A dentist has spoken of the difficulties faced throughout the pandemic, including the rationing of procedures – which led to some patients unnecessarily losing teeth.
Urgent dental care centres (UDCCs) were set up by health boards across Scotland at the start of the first lockdown when dentist practices were closed.
But while patients in pain were treated at these centres, only limited aerosol-generating procedures could be carried out.
Strict rules were brought in to regulate the use of drills, and other tools, which could cause droplets to spray from a patient’s mouth.
Ultimately, the reduced services meant some people were faced with losing teeth which could have been saved had there been no pandemic.
‘Patients ended up losing teeth that might have been otherwise restorable’
Eddie Bateman, who owns Tain Dental Care in Ross-shire, volunteered at a UDCC in the Highlands.
Eddie was one of three health professionals speaking of problems services have faced over the past year at an NHS Highland board meeting this week.
He said: “As things moved on, aerosol-generating procedures became available at UDCCs, but they were rationed.
“So because there wasn’t enough capacity we found that lots of our patients ended up losing teeth that might have been otherwise restorable in different situations.”
The meeting also heard from pharmacists who told of pharmacies running out of medicines, PPE being in short supply at the start of the outbreak, and the difficulties health workers tackled as they had to adapt to ever-changing rules and guidelines.
Robots were even drafted in to dispense drugs as the NHS looked to improve their ways of working.
‘One of the most satisfying parts of our job is getting people out of pain, but having that withdrawn from us was difficult’
Eddie said he spent “sleepless nights” figuring out redundancies at his work until the furlough scheme was announced.
“Constant change was another factor,” he explained. “Often these changes were announced by politicians to the public on television before the profession.

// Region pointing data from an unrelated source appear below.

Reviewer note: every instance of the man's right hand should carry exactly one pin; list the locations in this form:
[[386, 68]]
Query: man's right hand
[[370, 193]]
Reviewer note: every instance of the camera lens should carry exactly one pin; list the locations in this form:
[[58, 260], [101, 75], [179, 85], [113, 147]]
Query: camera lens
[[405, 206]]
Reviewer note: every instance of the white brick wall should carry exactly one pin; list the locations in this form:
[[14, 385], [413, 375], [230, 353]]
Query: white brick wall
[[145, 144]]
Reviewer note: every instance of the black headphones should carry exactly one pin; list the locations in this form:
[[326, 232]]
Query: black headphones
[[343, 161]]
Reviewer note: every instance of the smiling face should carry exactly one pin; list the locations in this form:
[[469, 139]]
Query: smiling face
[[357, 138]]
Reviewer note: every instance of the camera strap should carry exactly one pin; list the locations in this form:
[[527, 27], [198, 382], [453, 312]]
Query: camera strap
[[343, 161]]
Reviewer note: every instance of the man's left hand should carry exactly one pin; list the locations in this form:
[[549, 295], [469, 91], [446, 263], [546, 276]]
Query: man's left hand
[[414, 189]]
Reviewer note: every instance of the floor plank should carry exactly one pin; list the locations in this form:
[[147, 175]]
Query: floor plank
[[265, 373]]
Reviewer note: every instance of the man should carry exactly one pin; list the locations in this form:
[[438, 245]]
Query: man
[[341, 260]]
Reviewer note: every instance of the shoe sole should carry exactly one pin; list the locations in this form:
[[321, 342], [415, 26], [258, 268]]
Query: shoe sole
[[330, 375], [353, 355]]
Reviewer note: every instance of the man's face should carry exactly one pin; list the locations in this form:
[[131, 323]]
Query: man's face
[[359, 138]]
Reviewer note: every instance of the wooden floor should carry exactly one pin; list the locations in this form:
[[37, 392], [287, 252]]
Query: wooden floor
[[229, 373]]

“So the first we would hear would be a phone call to the receptionist asking if they could book a check-up, which wasn’t ideal.
“It was difficult because one of the most satisfying parts of our job is getting people out of pain, but having that withdrawn from us was difficult.

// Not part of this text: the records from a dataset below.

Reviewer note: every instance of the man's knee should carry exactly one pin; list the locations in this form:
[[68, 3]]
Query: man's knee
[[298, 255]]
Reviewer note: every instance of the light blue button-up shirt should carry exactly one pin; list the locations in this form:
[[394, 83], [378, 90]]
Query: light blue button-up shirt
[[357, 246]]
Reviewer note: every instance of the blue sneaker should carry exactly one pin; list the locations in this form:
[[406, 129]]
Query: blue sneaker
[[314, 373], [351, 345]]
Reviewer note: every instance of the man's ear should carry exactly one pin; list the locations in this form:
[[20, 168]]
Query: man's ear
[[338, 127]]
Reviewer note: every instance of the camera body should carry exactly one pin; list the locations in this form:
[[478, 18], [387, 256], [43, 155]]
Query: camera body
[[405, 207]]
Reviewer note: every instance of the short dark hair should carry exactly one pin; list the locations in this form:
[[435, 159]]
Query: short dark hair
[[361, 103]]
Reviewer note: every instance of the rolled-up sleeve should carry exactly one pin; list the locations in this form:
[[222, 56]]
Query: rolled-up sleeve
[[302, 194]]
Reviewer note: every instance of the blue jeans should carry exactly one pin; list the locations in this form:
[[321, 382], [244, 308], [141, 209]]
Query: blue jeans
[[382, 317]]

“Particularly where working in a rural setting where, unavoidably, a lot of our patients are our friends phoning up looking for help which we couldn’t provide.”

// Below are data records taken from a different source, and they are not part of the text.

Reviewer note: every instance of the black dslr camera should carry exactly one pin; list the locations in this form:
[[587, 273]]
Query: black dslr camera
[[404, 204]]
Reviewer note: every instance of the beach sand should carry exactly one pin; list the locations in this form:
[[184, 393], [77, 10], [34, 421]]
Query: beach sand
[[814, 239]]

Dental staff have quit because it’s not the job they signed up for
Wearing enhanced PPE for aerosol-generating procedures has also been a challenge for staff with many feeling burnout because of it.
Eddie said: “This year, for example, I’ve had three members of staff who have been with me for seven years, or since I opened the practice, who decided to leave just because it’s not the job that they signed up for and they find it a lot more difficult now.”
The health board heard that dentists across Scotland were still operating at a third of their normal level of patients in May.
Community pharmacies faced drug shortages
Catriona Sinclair, a community pharmacist from Strathpeffer, also spoke at the board meeting and said the first two months of the pandemic were the “biggest challenge”.
She said: “Community pharmacies stayed open from day one of the pandemic and we were overrun with patients who, understandably, panicked at the thought of not being able to get access to medicines.
“Everybody wanted to clear our shelves so we had an extremely hectic few months.
“Some of the items did go short so that took up a lot of the pharmacist’s time. Inhalers is an example because the drug companies weren’t expecting an increase, so the warehouses didn’t have the stock and we couldn’t get the stock.
“The knock-on down the supply chain was phenomenal.”
The roles of community pharmacists have continued to develop throughout the pandemic with many now qualified to issue prescriptions for certain conditions.
Clinical teams were stockpiling end of life drugs
Rhona Gunn, associate director of pharmacy, spoke of the experiences of staff working in the department during the pandemic at Raigmore Hospital.
“We knew when it started – because there was information coming from the Italian experience – that we were likely to have significant issues with medicine supplies.
“Everyone was trying to get the same medicines at the same time.”
She said clinical teams were stockpiling important drugs such as end-of-life care medicines in case they ran out.
Two robots were also drafted in to work in the pharmacy department at the hospital to dispense medicines, which gave staff more time to work with patients.
The machines are capable of accurately dispensing and managing large quantities of medicine supplies.
Technology will be key moving forward
However, the biggest challenge the department faced and still faces is the recruitment and retention of staff.
“At the moment between annual leave, vacancies, sick leave and self-isolation we’re running at about 55% of our establishment which has been incredibly tiring for staff,” she said.
“Moving forward the big thing is to continue the transformation of our services to try to be able to improve those services for patients, and also do it in a more sustainable manner.
“Technology is going to be one of those things that we do around that.”